A week after the state university system’s Board of Governors laid out a blueprint for how to reopen campuses in the fall, school officials are offering more details about what will change when students and faculty members come back.
The 12 state universities continue to work on plans, which they are supposed to present June 23 to the Board of Governors. The plans will flesh out details about issues such as student housing, academics, health protocols and athletics.
In the meantime, new details emerging this week could quell anxiety among students who have been wondering what is in store for them after being sent home in March to try to prevent the spread of the novel coronavirus.At Florida State University, for example, students with housing contracts were told on Monday that they should expect a number of adjustments to on-campus living when they are assigned to rooms in July.
The school, for example, will not assign triple or quadruple dorm rooms during the fall semester. Some games will not be available in residence halls. There will be no ice machines or microwaves in common kitchens. And students will be expected to wear face masks when gathering in lobbies, lounges and other public spaces.
“We also cannot guarantee you the full semester will be open for residential living. This again will be based on the campus decisions to provide the best conditions possible for healthy living,” FSU officials said in an email to students, obtained by The News Service of Florida.
"We do not want to actually tell our students to go home because that, frankly, will open up the university to requests for tuition refunds."
The email added: “If the academic calendar availability is adjusted, the semester rental rate for on-campus halls and Seminole Dining plans will not be adjusted.”
University of Florida officials have already announced they will start the fall semester a week late on Aug. 31. But they are also proposing changes to the tail end of the semester.
During a UF Board of Trustees conference call on Thursday, officials said students may be given the option to finish the semester at home after the Thanksgiving break.
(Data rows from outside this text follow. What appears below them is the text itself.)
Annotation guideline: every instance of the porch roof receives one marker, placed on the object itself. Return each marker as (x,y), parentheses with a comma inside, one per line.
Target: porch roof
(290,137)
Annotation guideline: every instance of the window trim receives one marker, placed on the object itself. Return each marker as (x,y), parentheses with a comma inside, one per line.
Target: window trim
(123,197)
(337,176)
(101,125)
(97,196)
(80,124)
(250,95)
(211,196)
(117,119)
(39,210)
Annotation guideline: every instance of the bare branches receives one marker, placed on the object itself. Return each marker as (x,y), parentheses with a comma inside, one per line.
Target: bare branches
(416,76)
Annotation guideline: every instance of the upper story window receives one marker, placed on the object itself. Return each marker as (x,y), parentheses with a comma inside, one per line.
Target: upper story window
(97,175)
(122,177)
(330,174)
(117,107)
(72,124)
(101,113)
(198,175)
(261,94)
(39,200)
“We do not want to actually tell our students to go home because that, frankly, will open up the university to requests for tuition refunds,” Provost Joseph Glover said during the call.
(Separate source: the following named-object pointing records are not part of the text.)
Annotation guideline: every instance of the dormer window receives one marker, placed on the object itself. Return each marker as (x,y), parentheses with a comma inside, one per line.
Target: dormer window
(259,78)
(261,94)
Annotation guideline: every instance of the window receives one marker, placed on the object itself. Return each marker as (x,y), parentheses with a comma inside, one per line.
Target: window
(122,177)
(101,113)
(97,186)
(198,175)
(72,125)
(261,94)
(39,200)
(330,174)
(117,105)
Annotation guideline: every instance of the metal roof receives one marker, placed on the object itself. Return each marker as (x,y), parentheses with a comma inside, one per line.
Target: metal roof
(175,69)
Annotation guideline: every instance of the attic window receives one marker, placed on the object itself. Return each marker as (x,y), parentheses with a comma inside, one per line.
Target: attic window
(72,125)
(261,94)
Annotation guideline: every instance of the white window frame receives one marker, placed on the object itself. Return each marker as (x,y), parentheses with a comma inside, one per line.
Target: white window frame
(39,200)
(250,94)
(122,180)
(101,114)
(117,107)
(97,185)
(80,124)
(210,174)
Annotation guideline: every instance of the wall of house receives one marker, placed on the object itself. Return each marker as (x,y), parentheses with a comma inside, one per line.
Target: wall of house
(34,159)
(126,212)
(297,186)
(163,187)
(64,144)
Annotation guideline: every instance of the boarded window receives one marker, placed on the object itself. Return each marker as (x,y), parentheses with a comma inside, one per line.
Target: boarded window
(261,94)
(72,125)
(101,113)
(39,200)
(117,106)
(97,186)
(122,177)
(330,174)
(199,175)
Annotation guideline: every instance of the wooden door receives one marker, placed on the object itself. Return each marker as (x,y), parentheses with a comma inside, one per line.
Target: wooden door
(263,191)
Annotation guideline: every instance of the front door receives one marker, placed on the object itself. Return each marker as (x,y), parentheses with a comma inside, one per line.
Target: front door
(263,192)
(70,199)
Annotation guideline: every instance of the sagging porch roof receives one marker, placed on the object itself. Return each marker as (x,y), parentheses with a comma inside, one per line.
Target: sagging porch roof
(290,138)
The university’s draft reopening plan, released on Monday, notes that students and faculty members returning to classrooms will be required to wear face masks. The university will also put in place a coronavirus testing and screening program.
“Every single student is going to go through a screening test, which is an online series of questions that we’ve developed,” David Nelson, UF’s senior vice president for health affairs, said while noting the university will be looking for symptomatic or high-risk individuals.
Students flagged after the screening tests will get telehealth visits to determine if they need to be tested for COVID-19, the respiratory illness caused by the coronavirus. Students who are part of a “clinical setting,” including researchers, medical and pharmacy students, will also be required to be tested, Nelson said.
The university does not plan to test every student at the university. However, Nelson said the school will try to offer tests to people who express concerns about exposure to the virus.
Rather than conducting widespread testing, UF officials are looking at sampling the wastewater coming out of each dorm room in an effort to do more targeted testing.
“This typically has been used as an epidemiological tool to understand how much infection is sitting in a county or town,” Nelson said. “Here, we are going to flip this, and we’re going to try and figure out which dorms have a positive spike.”
If a “positive spike” is detected in a dorm, school and health officials would then offer targeted tests to the students living there.
FSU and UF officials on Thursday also addressed a pressing issue for sports fans across the state: Will college athletics return in the fall?
“Right now we are planning to begin seasons on time and play a full slate of contests. That’s right now. Whether this happens, obviously, will be determined by people far smarter than I and at a far higher pay grade than mine,” FSU Athletics Director David Coburn said.
Coburn said the university has started testing college football players for COVID-19.
UF Athletics Director Scott Stricklin said his department will be “as patient as possible” on making decisions that will affect athletes and the football season. Decisions about the football season will be made with “the latest information,” likely around early or mid-August, he said.
“We are preparing as though we will play athletic events as scheduled in the 2020-21 school year. And the goal, along those lines, is to accommodate as many fans as our health leadership deems appropriate,” Stricklin said.